Qur’anic Passage (38:41-44) الفقرة القرآنية
وَٱذْكُرْ عَبْدَنَآ أَيُّوبَ إِذْ نَادَىٰ رَبَّهُۥٓ أَنِّى مَسَّنِىَ ٱلشَّيْطَٰنُ بِنُصْبٍ وَعَذَابٍ. ٱرْكُضْ بِرِجْلِكَ هَٰذَا مُغْتَسَلٌۢ بَارِدٌ وَشَرَابٌ. وَوَهَبْنَا لَهُۥٓ أَهْلَهُۥ وَمِثْلَهُم مَّعَهُمْ رَحْمَةً مِّنَّا وَذِكْرَىٰ لِأُو۟لِى ٱلْأَلْبَٰبِ. وَخُذْ بِيَدِكَ ضِغْثًا فَٱضْرِب بِّهِۦ وَلَا تَحْنَثْ إِنَّا وَجَدْنَٰهُ صَابِرًا نِّعْمَ ٱلْعَبْدُ إِنَّهُۥٓ أَوَّابٌ .
السؤال/ Question: من هو النبي المعروف بالصبر؟
الإجابة الذهبية / Gold Answer:
أَيُّوبَ
Qur’anic Passage (74:32-48) الفقرة القرآنية
كَلَّا وَٱلْقَمَرِ. وَٱلَّيْلِ إِذْ أَدْبَرَ. وَٱلصُّبْحِ إِذَآ أَسْفَرَ. إِنَّهَا لَإِحْدَى ٱلْكُبَرِ. نَذِيرًا لِّلْبَشَرِ. لِمَن شَآءَ مِنكُمْ أَن يَتَقَدَّمَ أَوْ يَتَأَخَّرَ. كُلُّ نَفْسٍۭ بِمَا كَسَبَتْ رَهِينَةٌ. إِلَّآ أَصْحَٰبَ ٱلْيَمِينِ. فِى جَنَّٰتٍ يَتَسَآءَلُونَ. عَنِ ٱلْمُجْرِمِينَ. مَا سَلَكَكُمْ فِى سَقَرَ. قَالُوا۟ لَمْ نَكُ مِنَ ٱلْمُصَلِّينَ. وَلَمْ نَكُ نُطْعِمُ ٱلْمِسْكِينَ. وَكُنَّا نَخُوضُ مَعَ ٱلْخَآئِضِينَ. وَكُنَّا نُكَذِّبُ بِيَوْمِ ٱلدِّينِ. حَتَّىٰٓ أَتَىٰنَا ٱلْيَقِينُ. فَمَا تَنفَعُهُمْ شَفَٰعَةُ ٱلشَّٰفِعِينَ.

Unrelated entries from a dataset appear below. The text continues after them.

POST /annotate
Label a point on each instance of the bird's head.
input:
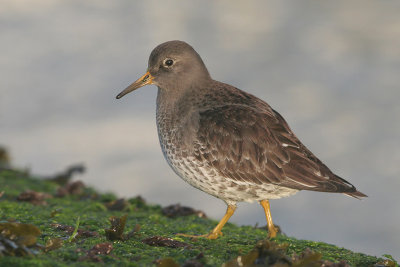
(172, 66)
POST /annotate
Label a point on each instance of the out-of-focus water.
(330, 68)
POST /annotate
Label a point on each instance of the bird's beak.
(142, 81)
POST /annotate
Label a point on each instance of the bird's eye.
(168, 62)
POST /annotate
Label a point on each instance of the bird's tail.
(356, 194)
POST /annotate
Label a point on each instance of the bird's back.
(221, 139)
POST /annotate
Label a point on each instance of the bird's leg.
(216, 232)
(271, 228)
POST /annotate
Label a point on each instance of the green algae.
(144, 220)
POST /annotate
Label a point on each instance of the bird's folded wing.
(247, 145)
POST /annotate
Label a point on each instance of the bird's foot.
(212, 235)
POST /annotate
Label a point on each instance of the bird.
(225, 141)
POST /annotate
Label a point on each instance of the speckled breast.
(180, 146)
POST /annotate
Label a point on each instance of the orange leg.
(271, 228)
(217, 230)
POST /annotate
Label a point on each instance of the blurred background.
(332, 69)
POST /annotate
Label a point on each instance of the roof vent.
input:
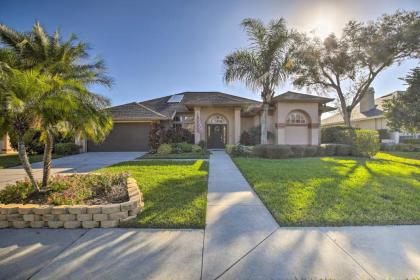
(175, 98)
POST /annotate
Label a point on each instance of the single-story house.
(367, 115)
(215, 117)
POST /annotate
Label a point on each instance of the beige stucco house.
(215, 117)
(367, 115)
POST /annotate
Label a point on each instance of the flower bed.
(97, 213)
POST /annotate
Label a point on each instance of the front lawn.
(334, 191)
(177, 156)
(10, 160)
(175, 193)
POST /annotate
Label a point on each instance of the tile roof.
(375, 112)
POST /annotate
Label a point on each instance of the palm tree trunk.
(23, 156)
(264, 117)
(47, 160)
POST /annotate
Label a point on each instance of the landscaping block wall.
(76, 216)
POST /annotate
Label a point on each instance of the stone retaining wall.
(76, 216)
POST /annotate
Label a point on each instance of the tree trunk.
(47, 160)
(264, 116)
(23, 156)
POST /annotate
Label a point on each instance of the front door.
(216, 136)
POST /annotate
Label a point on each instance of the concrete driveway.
(80, 163)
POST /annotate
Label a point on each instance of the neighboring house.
(367, 115)
(215, 117)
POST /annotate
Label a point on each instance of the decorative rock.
(67, 217)
(20, 224)
(37, 224)
(84, 217)
(26, 209)
(129, 205)
(77, 209)
(55, 224)
(49, 217)
(4, 224)
(94, 209)
(14, 217)
(72, 224)
(42, 210)
(118, 215)
(110, 208)
(100, 217)
(108, 224)
(90, 224)
(62, 209)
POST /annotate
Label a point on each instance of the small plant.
(164, 149)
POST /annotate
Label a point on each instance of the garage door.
(124, 137)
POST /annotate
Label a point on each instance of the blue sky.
(157, 48)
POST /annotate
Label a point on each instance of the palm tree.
(265, 64)
(19, 95)
(71, 74)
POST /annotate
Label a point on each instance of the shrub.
(411, 141)
(32, 140)
(311, 151)
(365, 143)
(246, 139)
(164, 149)
(343, 150)
(297, 150)
(278, 151)
(337, 134)
(329, 149)
(384, 134)
(196, 149)
(66, 148)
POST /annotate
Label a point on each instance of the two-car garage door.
(124, 137)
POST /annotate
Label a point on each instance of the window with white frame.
(296, 117)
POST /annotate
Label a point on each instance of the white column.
(198, 125)
(237, 125)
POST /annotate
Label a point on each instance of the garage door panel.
(124, 137)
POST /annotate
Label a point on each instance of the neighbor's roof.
(356, 115)
(300, 97)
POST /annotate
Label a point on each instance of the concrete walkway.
(80, 163)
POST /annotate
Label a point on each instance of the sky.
(158, 48)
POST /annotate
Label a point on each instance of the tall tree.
(403, 110)
(348, 65)
(265, 64)
(68, 64)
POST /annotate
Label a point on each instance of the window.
(296, 117)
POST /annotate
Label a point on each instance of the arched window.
(217, 119)
(296, 117)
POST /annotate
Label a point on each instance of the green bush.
(66, 149)
(337, 134)
(411, 141)
(311, 151)
(297, 151)
(329, 149)
(196, 149)
(343, 150)
(164, 149)
(365, 143)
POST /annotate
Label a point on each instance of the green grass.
(10, 160)
(175, 193)
(176, 156)
(334, 191)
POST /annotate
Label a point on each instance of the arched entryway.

السؤال/ Question: ما هي الدلائل التي تشير بأن الانسان مخير؟
الإجابات الذهبية / Gold Answers:
لِمَن شَآءَ مِنكُمْ أَن يَتَقَدَّمَ أَوْ يَتَأَخَّرَ
كُلُّ نَفْسٍۭ بِمَا كَسَبَتْ رَهِينَةٌ
This task is evaluated as a ranking task. To give credit to a QA system that may retrieve an answer (not necessarily at the first rank) that does not fully match one of the gold answers but partially matches it, we use partial Reciprocal Rank (pRR) [1]. It is a variant of the traditional Reciprocal Rank evaluation metric that considers partial matching. pRR is the official evaluation measure of our shared task.
We will also report Exact Match (EM) and F1@1, which are evaluation metrics applied on the top predicted answer only. The EM metric is a binary measure that rewards a system only if the top predicted answer matches one of the gold answers exactly. Whereas, the F1@1 metric measures the token overlap between the top predicted answer and the best matching gold answer [2].
To get an overall evaluation score, each of the above measures is averaged over all questions.
The evaluation script is released on our main repo.
[1] Malhas, R. and Elsayed, T. AyaTEC: Building a Reusable Verse-Based Test Collection for Arabic Question Answering on the Holy Qur’an. ACM Transactions on Asian and Low-Resource Language Information Processing (TALLIP), 19(6), pp.1-21, 2020.
[2] Rajpurkar, P., Zhang, J., Lopyrev, K. and Liang, P. SQuAD: 100, 000+ Questions for Machine Comprehension of Text. In EMNLP 2016.